Verify identity provider initiated SSO

  1. Access the Oracle Identity Cloud Service My Console at: https://<IDCS-Service-Instance>.identity.oraclecloud.com/ui/v1/myconsole
  2. Log in using credentials for a user that is assigned to the Retail Digital Commerce agent and administration applications. (Oracle Identity Cloud Service displays a shortcut to Retail Digital Commerce applications under My Apps).
  3. Click the Retail Digital Commerce agent application. The Retail Digital Commerce agent home page appears.
  4. On the home page, verify that the logged-in user is the same for both Retail Digital Commerce and Oracle Identity Cloud Service. This confirms that SSO that is initiated from Oracle Identity Cloud Service is working.

Verify service provider initiated SSO

  1. Access Retail Digital Commerce at: https://<commerce-admin-domain>/occs-admin

    You will redirected to the Oracle Identity Cloud Service Sign In page

  2. Log in using credentials for a user that is assigned to the Retail Digital Commerce administration application. The Retail Digital Commerce administration home page appears.
  3. On the Retail Digital Commerce administration home page, verify that the logged-in user is the same for both Retail Digital Commerce and Oracle Identity Cloud Service. This confirms that SSO initiated from Oracle Retail Digital Commerce administration is working.

If the user can access only the dashboard page in Retail Digital Commerce administration after logging in, your Retail Digital Commerce Administrator will need to add the appropriate roles in the administration interface. By default, new users have dashboard access only.

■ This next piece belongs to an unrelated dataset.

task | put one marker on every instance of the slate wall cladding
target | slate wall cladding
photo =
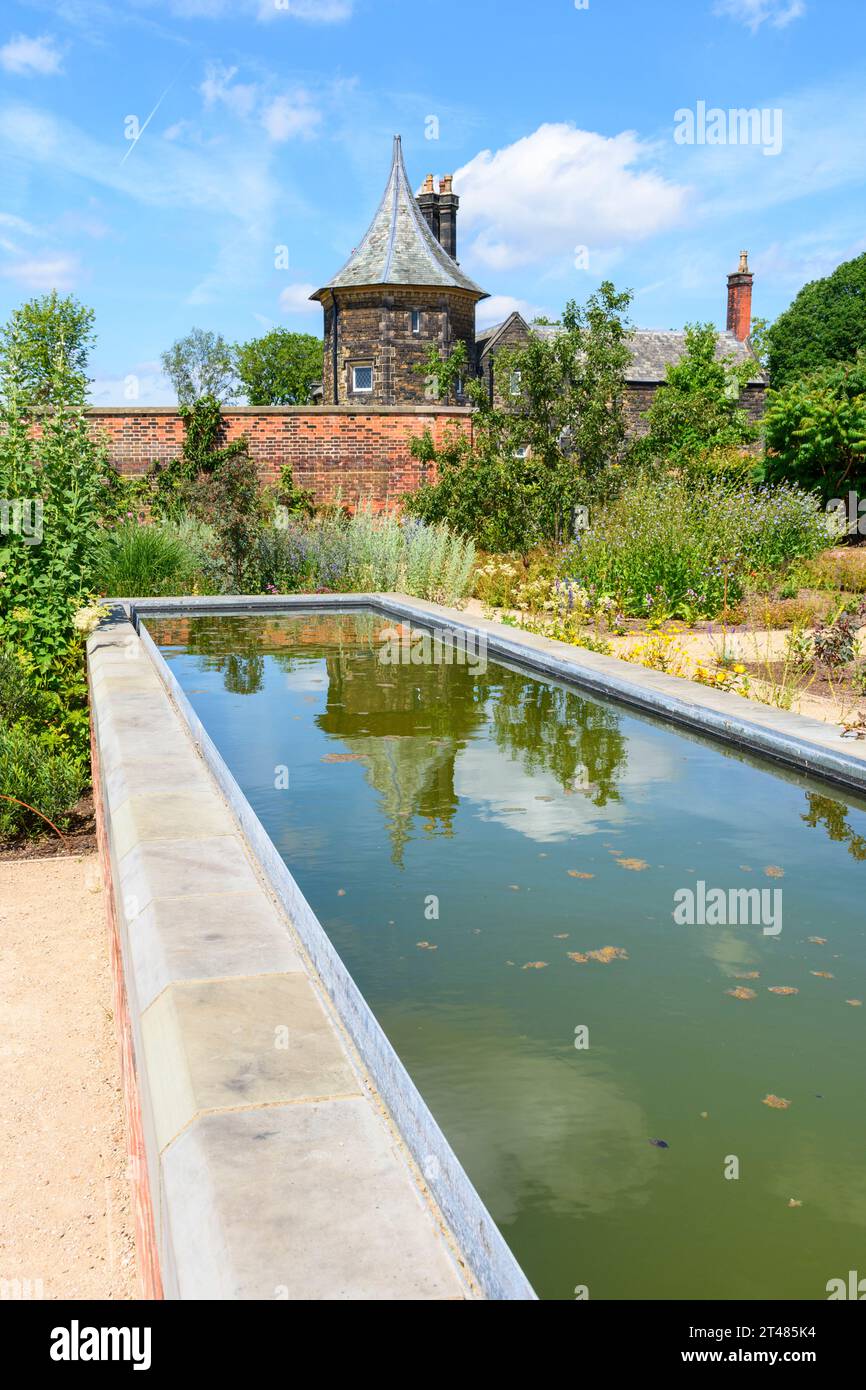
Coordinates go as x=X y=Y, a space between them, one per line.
x=359 y=453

Verifying identity provider initiated SLO

  1. On the Oracle Identity Cloud Service home page, click the user name in the upper-right corner, and then select Sign Out from the drop-down list.
  2. Access the user profile in Retail Digital Commerce, and verify that the login page appears. This confirms that SLO is working and that the user is no longer logged in to Retail Digital Commerce and Oracle Identity Cloud Service.

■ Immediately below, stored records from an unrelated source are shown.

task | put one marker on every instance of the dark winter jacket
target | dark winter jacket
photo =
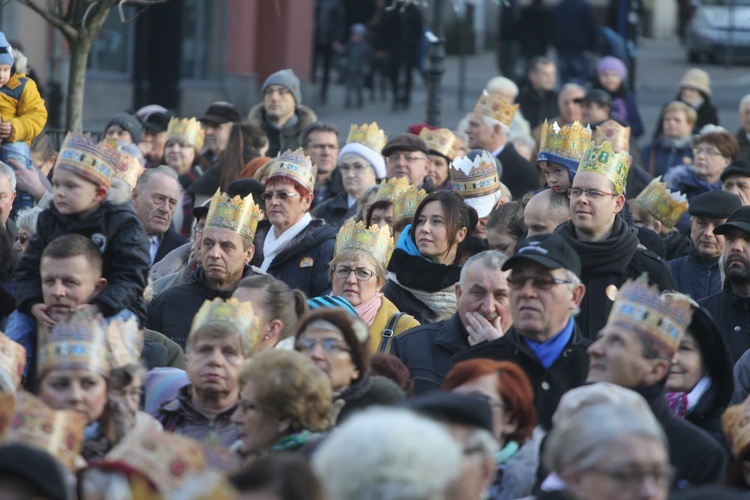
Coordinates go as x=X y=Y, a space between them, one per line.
x=303 y=263
x=611 y=262
x=118 y=232
x=696 y=276
x=518 y=175
x=171 y=312
x=567 y=372
x=179 y=415
x=732 y=315
x=335 y=211
x=427 y=351
x=279 y=140
x=663 y=153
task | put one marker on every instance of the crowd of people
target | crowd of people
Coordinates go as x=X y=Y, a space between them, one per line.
x=244 y=305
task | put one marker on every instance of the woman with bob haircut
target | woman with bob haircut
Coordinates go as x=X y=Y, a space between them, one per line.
x=284 y=399
x=338 y=342
x=511 y=398
x=425 y=264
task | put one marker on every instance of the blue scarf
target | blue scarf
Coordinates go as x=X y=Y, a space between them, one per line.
x=407 y=244
x=547 y=352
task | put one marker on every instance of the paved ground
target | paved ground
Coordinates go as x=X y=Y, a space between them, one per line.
x=661 y=65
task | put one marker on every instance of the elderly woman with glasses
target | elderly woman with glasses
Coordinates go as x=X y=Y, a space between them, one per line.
x=713 y=150
x=338 y=342
x=296 y=248
x=357 y=274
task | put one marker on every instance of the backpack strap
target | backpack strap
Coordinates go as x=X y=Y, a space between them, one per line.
x=387 y=334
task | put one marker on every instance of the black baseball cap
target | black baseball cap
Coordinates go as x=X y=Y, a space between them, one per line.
x=598 y=96
x=549 y=250
x=739 y=219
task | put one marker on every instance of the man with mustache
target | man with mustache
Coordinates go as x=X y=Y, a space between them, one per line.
x=483 y=314
x=730 y=307
x=697 y=273
x=545 y=292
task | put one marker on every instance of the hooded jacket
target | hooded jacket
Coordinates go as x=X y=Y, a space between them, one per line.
x=21 y=104
x=303 y=263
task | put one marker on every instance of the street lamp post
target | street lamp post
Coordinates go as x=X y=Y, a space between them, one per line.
x=436 y=69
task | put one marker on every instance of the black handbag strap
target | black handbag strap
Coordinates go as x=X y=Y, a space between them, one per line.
x=387 y=334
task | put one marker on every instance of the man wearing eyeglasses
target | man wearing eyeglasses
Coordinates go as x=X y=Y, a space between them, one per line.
x=406 y=155
x=545 y=292
x=606 y=245
x=281 y=114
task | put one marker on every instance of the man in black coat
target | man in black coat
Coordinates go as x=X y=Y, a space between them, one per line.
x=731 y=307
x=483 y=313
x=544 y=341
x=634 y=350
x=488 y=129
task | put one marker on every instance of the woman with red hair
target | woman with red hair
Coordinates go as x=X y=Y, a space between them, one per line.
x=295 y=248
x=509 y=392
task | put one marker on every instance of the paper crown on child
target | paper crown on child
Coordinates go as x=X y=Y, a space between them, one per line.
x=611 y=131
x=660 y=318
x=736 y=424
x=603 y=160
x=96 y=163
x=12 y=358
x=563 y=145
x=442 y=141
x=239 y=315
x=375 y=241
x=187 y=130
x=79 y=343
x=370 y=135
x=58 y=432
x=236 y=214
x=497 y=107
x=164 y=459
x=389 y=190
x=662 y=204
x=296 y=166
x=125 y=341
x=405 y=205
x=129 y=169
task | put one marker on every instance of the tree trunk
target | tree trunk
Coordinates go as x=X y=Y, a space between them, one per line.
x=79 y=54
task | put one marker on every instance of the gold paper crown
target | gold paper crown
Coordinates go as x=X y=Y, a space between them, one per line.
x=129 y=169
x=442 y=141
x=389 y=190
x=405 y=205
x=613 y=132
x=235 y=214
x=376 y=241
x=602 y=160
x=736 y=424
x=186 y=130
x=296 y=166
x=661 y=203
x=568 y=141
x=79 y=343
x=125 y=341
x=12 y=358
x=472 y=179
x=58 y=432
x=163 y=458
x=370 y=135
x=497 y=107
x=239 y=315
x=641 y=308
x=80 y=155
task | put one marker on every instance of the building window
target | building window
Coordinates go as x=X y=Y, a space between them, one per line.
x=203 y=39
x=112 y=51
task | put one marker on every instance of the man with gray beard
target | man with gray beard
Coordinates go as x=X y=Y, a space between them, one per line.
x=731 y=307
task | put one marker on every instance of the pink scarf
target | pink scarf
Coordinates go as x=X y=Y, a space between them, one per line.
x=368 y=309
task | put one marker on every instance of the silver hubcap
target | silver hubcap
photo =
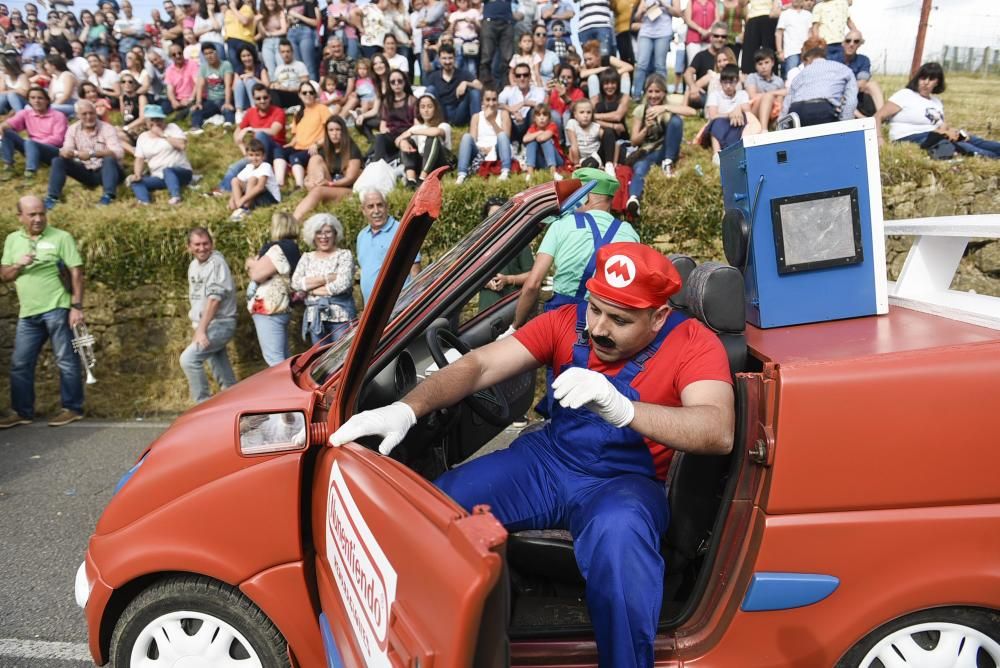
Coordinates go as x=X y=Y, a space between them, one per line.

Verify service provider initiated SLO

  1. On the Retail Digital Commerce administration interface or agent console, click the user icon in the upper-right corner, and then select Logout from the drop-down list.
  2. Click OK at the confirmation message that displays.
  3. Access the Oracle Identity Cloud Service My Console, and then confirm that the login page appears. This confirms that SLO is working and that the user is no longer logged in to Retail Digital Commerce and Oracle Identity Cloud Service.

Troubleshooting

Oracle Identity Cloud Service may display the following message:

"You are not authorized to access the app. Contact your system administrator."

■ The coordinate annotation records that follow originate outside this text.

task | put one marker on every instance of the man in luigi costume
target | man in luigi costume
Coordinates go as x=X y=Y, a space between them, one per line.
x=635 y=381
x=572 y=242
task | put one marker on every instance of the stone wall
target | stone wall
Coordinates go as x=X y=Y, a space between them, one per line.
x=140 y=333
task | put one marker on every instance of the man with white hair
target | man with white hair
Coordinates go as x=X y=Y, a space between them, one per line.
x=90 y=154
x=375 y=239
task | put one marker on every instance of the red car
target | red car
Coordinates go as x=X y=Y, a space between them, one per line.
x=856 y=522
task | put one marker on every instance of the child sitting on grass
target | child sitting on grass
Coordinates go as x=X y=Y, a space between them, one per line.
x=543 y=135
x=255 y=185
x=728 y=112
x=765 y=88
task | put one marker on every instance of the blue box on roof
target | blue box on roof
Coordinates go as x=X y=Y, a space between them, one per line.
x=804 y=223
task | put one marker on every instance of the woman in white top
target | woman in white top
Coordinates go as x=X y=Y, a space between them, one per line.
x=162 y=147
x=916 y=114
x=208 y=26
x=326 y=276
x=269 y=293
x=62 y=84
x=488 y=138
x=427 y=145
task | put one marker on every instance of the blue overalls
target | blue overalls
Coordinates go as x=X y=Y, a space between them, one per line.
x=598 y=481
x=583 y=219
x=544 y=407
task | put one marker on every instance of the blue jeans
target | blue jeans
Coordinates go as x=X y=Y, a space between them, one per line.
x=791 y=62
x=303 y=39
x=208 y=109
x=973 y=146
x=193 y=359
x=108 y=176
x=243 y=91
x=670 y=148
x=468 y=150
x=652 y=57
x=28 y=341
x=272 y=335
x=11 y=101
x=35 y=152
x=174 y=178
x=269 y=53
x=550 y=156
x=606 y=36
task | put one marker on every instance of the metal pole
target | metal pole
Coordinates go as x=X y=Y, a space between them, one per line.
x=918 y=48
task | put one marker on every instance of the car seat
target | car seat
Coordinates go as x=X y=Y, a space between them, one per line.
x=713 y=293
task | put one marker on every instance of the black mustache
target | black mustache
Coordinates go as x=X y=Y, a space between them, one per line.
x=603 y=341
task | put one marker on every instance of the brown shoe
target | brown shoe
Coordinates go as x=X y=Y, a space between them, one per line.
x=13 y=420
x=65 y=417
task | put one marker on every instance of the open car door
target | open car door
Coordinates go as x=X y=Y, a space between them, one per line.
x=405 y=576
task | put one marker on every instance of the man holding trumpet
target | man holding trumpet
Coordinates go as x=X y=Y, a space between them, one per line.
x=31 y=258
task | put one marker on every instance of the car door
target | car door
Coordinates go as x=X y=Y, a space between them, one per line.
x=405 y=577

The two most likely causes are:

  • The administrator revokes access for the user at the same time as the user tries to access Retail Digital Commerce using Oracle Identity Cloud Service. If this happens, access the Oracle Identity Cloud Service administration console, select Applications, Oracle Retail Digital Commerce Admin (or Oracle Retail Digital Commerce Agent), Users, and then click Assign to re-assign the user.
  • The SAML 2.0 integration between the Oracle Identity Cloud Service and Retail Digital Commerce has been deactivated. In this case, access the Oracle Identity Cloud Service administration console, select Applications, Oracle Retail Digital Commerce Admin (or Oracle Retail Digital Commerce Agent), click Activate, and then click Activate Application. Oracle Identity Cloud Service displays a confirmation message.

For other issues, contact your Oracle representative.